Yeti, along with the first Ash Ra Tempel album, are representative of the psychedelic side of the German scene. Another reviewer appears somewhat critical of aspects of the album but given the situation at the time in Europe, it is not clear to non-Brits why this was such an innovative album.

For a start most German bands were guys. Amon Duul had non-descript female vocals but II had Renate. Influences here included Yoko Ono, Grace Slick, Janis Joplin and the Teutonic goddess Nico. The combination of the vocals, the guitar effects and the focus on improvisation marked this band out from almost every other aside from Can.

Yeti is the gem in the crown of their work. One of the earliest European albums to include recorded improvisational material, Yeti occupied one complete side of the album.

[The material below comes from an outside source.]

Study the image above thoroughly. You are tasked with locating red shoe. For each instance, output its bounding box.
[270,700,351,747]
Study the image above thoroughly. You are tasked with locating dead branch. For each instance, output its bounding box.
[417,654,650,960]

At the time they were little known outside of Germany although there was a growing awareness by a small cognescenti in Britain due to the connections with members of the psychedic warlords, Hawkwind.

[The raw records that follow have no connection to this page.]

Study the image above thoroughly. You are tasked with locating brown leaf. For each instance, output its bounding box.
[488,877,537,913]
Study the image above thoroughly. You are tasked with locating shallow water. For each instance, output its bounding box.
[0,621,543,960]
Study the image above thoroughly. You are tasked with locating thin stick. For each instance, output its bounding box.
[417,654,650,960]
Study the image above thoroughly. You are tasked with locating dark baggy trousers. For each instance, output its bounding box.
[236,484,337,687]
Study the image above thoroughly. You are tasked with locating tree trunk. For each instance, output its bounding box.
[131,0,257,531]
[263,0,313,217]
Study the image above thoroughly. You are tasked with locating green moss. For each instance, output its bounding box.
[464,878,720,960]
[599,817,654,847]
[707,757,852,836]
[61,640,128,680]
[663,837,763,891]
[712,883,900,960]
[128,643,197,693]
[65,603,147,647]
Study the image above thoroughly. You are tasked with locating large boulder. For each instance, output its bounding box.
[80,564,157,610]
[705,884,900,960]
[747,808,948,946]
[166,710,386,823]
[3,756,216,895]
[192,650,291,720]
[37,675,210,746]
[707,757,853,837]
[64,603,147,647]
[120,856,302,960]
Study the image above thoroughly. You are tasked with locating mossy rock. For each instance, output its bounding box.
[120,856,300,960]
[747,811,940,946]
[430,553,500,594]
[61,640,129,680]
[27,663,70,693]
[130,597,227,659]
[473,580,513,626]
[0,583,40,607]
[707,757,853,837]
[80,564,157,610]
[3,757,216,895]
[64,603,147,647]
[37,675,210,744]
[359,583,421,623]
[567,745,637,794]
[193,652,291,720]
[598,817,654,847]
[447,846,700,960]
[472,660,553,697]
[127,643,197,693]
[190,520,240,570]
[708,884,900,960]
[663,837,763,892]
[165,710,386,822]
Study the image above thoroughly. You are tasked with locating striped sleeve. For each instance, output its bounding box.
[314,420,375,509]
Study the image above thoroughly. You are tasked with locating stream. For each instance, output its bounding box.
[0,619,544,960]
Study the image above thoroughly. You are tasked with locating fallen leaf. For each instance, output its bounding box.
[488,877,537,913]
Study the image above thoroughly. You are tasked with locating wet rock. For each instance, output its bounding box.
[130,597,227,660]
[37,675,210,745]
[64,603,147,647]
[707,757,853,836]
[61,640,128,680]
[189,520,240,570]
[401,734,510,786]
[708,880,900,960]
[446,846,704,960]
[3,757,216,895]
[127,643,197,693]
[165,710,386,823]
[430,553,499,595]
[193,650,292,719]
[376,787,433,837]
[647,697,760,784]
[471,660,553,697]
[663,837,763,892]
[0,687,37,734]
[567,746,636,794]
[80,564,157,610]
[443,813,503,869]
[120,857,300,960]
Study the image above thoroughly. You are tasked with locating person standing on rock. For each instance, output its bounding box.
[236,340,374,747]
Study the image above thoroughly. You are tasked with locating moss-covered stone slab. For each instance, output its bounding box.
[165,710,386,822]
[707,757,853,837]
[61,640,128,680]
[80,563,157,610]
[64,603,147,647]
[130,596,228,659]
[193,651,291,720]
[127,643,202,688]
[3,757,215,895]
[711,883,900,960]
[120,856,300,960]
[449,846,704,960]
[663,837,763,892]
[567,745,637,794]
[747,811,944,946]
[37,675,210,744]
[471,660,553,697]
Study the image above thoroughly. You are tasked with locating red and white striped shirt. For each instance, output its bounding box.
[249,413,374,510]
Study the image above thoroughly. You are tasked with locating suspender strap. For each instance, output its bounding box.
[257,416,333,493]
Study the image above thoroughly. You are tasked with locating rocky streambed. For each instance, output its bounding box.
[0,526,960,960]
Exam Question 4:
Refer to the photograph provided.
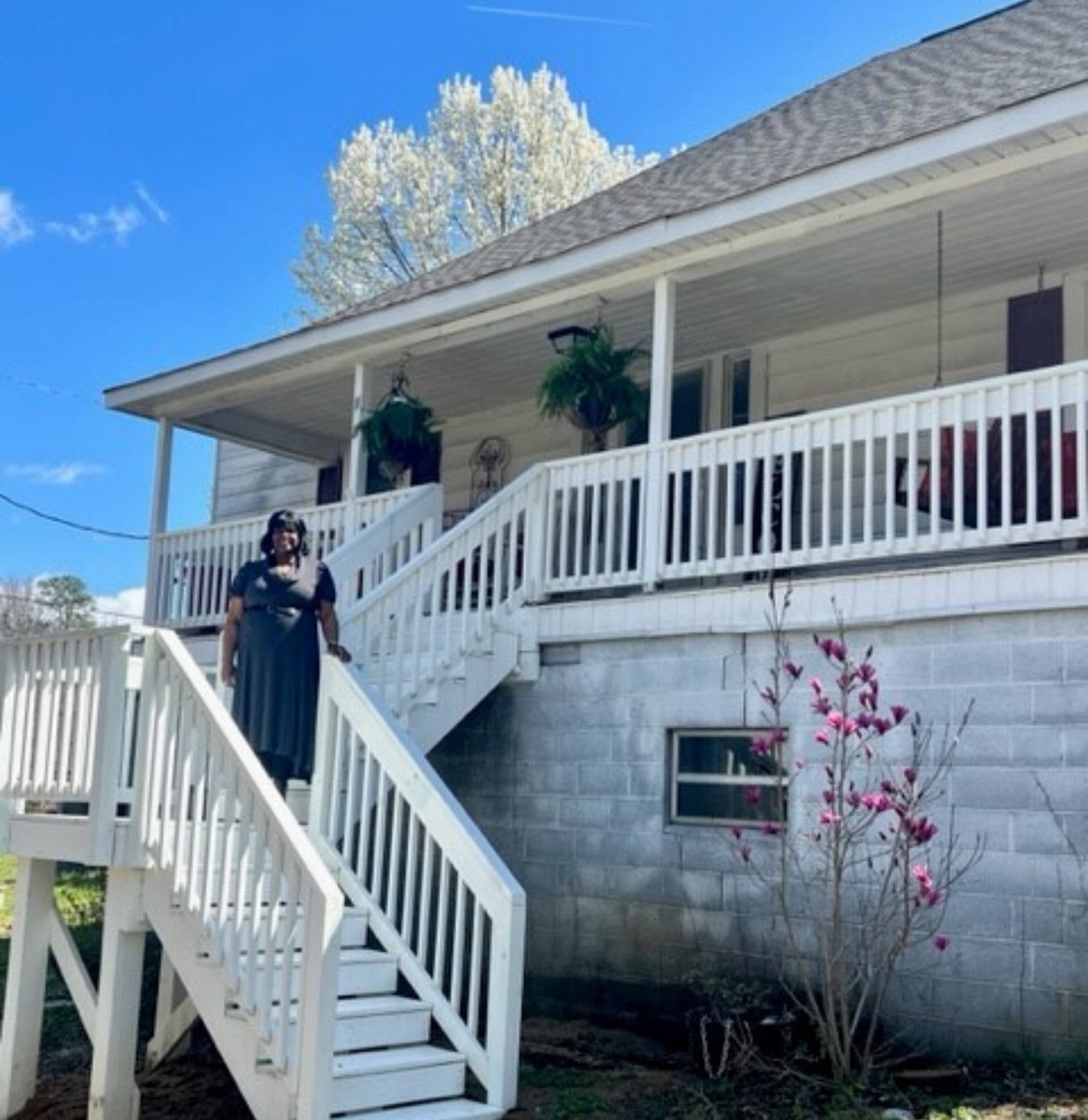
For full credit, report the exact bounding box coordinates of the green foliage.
[537,325,649,452]
[359,383,439,483]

In a sense the track listings do not really matter as the album was intended to be a reflection of their live gigs but aside from the title track, two others standout. Archangels Thunderbird became a crowd favourite much to the disdain of the band reportedly at the time but was included in many gigs and appeared in Live in London. The last side of the vinyl album devoted to Yei, Yogi and Sandoz is a genuflection to the company who first created LSD and is played accordingly.

This is the last album which would capture the band in it's full improvisational glory. Thereafter there music became more complex much in line with other developments on the music scene at home.